Sunday, November 15, 2015

The Software Side of the House

With the hardware pinned down it was time to figure out what I was going to do with this thing. The example code for the GPS logger shield get me 90% of the way there. I just decided what GPS NMEA data I wanted to log and how often and sent it to the SD card. You can check out the code at my GitHub repo.

My plan was to log my location every 5 seconds and then post process to figure out all the stats I cared about for my jog. I wanted to know the stats about my pace: average minutes/mile, 1/4 mile split rates. This is incentive for me to jog and try to improve on my time. Maybe a little weird but it works for me.

I looked around to see if anyone had already done anything like this before. As usual I found a lot of things kinda like what I was looking for but no exact matches. So I started with some code written for a Sparkfun tutorial. It had a similar spirit of what I wanted to do - overlay GPS data on a map but not worry about being online. It used a module to parse the GPS NMEA sentences that I logged to the SD card. Thanks to Becky Lewis in the UK for putting together the NMEA parser that was closest to what I wanted. The code I made for myself (before I thought about showing my dirty laundry to the world) iterated until I hand selected the starting point and then the end point of the jog. With the start and end point known, then it calculates my beloved stats. Currently, it has a clunky if a jog else a commute logic section to figure out what kind of GPS track I'm trying to make sense of. I'm thinking of a slicker way to read in bounding box metrics and what map to use with that bounding box. But rather than go down that somewhat clunky sounding road, I might consider using a different module and maybe a web resource to dynamically load map data on a web page?

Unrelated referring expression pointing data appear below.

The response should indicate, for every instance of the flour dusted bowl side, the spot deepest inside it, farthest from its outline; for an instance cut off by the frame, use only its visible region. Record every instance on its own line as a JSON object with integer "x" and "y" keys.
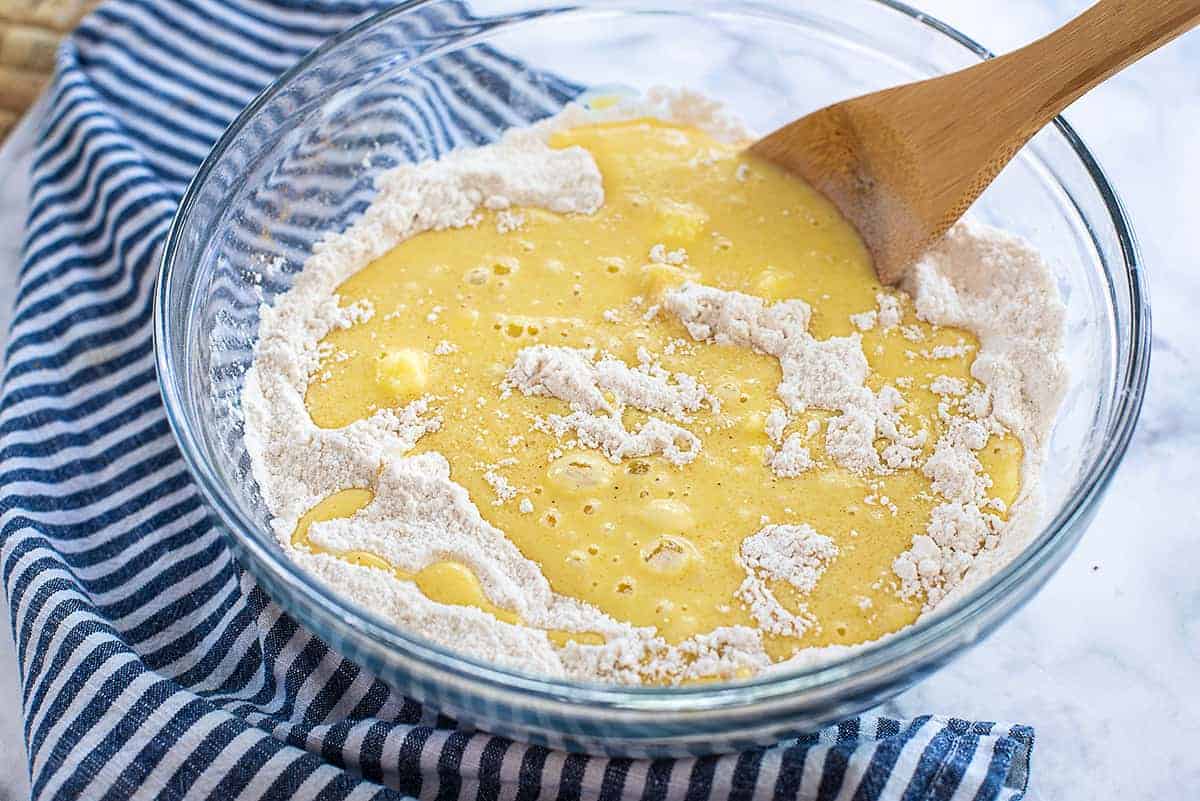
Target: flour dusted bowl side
{"x": 300, "y": 162}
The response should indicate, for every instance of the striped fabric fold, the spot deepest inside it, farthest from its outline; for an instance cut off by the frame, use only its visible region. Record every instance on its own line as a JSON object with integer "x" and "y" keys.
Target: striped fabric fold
{"x": 153, "y": 667}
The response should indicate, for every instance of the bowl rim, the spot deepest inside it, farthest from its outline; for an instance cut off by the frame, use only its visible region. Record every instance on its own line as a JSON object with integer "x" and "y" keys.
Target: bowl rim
{"x": 919, "y": 642}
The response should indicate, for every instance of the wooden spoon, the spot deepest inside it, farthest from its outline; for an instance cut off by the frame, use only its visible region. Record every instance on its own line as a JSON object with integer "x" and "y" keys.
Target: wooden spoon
{"x": 903, "y": 164}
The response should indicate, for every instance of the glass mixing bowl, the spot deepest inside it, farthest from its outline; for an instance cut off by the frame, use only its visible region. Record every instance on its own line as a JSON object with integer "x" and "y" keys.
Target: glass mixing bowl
{"x": 408, "y": 84}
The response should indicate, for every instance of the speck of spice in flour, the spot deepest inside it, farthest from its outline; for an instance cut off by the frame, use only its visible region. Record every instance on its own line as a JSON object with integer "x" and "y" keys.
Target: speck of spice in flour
{"x": 977, "y": 278}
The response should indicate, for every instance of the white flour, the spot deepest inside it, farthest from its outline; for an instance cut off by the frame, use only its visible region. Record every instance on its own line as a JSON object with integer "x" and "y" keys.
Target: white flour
{"x": 977, "y": 278}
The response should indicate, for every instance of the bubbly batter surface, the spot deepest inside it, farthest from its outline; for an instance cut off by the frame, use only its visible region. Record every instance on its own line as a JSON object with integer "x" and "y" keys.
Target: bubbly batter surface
{"x": 648, "y": 542}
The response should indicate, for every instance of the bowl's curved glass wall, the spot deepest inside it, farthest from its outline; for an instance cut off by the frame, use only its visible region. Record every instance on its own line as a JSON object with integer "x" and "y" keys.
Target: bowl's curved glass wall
{"x": 407, "y": 86}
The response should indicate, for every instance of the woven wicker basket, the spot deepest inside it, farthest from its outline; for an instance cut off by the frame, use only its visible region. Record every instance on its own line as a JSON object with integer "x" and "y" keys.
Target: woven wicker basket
{"x": 29, "y": 35}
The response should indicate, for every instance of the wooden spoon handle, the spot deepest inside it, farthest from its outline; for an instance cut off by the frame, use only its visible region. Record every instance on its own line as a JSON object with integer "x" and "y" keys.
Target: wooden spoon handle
{"x": 1049, "y": 74}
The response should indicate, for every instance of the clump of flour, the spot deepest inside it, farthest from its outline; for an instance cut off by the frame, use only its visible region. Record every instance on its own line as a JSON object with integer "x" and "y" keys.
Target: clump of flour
{"x": 599, "y": 391}
{"x": 977, "y": 278}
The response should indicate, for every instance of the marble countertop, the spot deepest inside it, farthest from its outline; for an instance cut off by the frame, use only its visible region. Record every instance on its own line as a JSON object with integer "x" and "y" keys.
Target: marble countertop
{"x": 1104, "y": 661}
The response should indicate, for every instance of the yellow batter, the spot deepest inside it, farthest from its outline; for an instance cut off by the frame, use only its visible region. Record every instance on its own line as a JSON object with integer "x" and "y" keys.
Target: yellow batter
{"x": 645, "y": 541}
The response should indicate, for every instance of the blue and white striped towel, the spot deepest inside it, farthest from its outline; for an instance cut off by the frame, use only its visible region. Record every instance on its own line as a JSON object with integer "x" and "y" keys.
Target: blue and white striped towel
{"x": 151, "y": 666}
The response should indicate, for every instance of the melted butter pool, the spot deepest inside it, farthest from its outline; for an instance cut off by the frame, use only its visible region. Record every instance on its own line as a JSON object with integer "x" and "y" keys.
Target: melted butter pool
{"x": 645, "y": 541}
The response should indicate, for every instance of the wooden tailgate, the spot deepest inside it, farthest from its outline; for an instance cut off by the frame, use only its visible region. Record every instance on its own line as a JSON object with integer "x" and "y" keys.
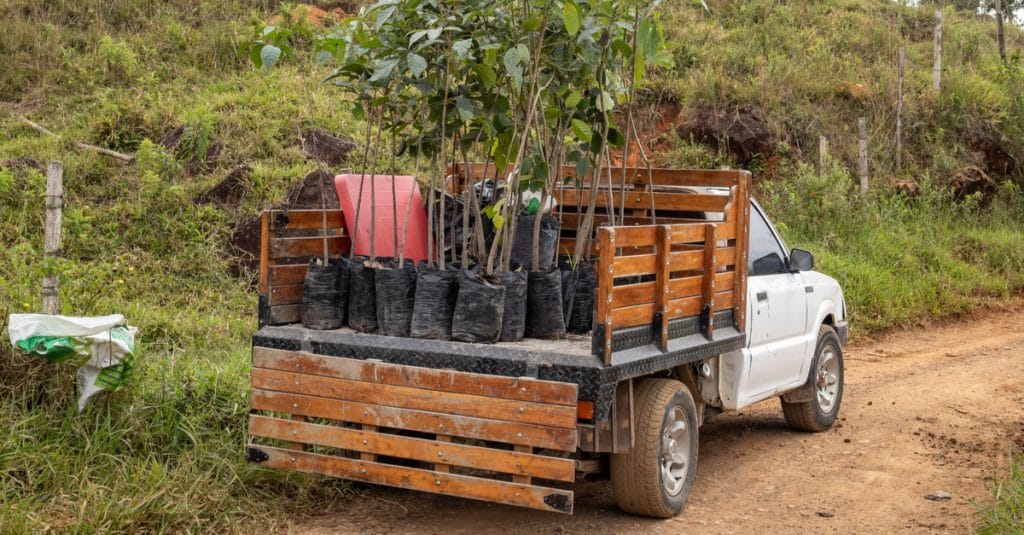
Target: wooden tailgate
{"x": 460, "y": 434}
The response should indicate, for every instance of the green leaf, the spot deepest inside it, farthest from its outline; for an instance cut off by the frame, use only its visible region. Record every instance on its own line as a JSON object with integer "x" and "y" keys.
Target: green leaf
{"x": 417, "y": 65}
{"x": 572, "y": 99}
{"x": 485, "y": 74}
{"x": 416, "y": 37}
{"x": 570, "y": 15}
{"x": 582, "y": 130}
{"x": 268, "y": 55}
{"x": 512, "y": 67}
{"x": 382, "y": 69}
{"x": 466, "y": 109}
{"x": 462, "y": 47}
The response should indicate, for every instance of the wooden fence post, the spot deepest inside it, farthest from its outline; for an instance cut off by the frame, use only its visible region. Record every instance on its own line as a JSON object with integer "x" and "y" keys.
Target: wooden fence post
{"x": 862, "y": 153}
{"x": 1000, "y": 37}
{"x": 54, "y": 211}
{"x": 822, "y": 154}
{"x": 899, "y": 111}
{"x": 937, "y": 70}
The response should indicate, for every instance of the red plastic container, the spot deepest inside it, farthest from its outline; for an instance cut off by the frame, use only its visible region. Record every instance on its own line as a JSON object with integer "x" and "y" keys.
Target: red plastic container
{"x": 348, "y": 194}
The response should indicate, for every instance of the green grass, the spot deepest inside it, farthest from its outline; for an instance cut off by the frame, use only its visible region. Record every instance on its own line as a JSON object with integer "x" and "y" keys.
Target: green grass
{"x": 166, "y": 453}
{"x": 1006, "y": 517}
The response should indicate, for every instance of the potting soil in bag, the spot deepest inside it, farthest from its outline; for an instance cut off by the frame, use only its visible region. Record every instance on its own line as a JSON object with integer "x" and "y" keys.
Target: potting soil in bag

Going back to the original Sparkfun tutorial post. I see some suggestions in the comment section to try geopy or pymaps. I'll have to go back and check those out.

The Sparkfun tutorial uses matplotlib to plot the GPS data ovelayed on a map that you know the Top Right and Bottom Left Lat/Long. This works well enough but it is not the prettiest of outputs.


For my next rev I would really like to figure out how to plot my progress in a similar way to how Nike+ does it using a heat map style line plot - faster is green slower is red.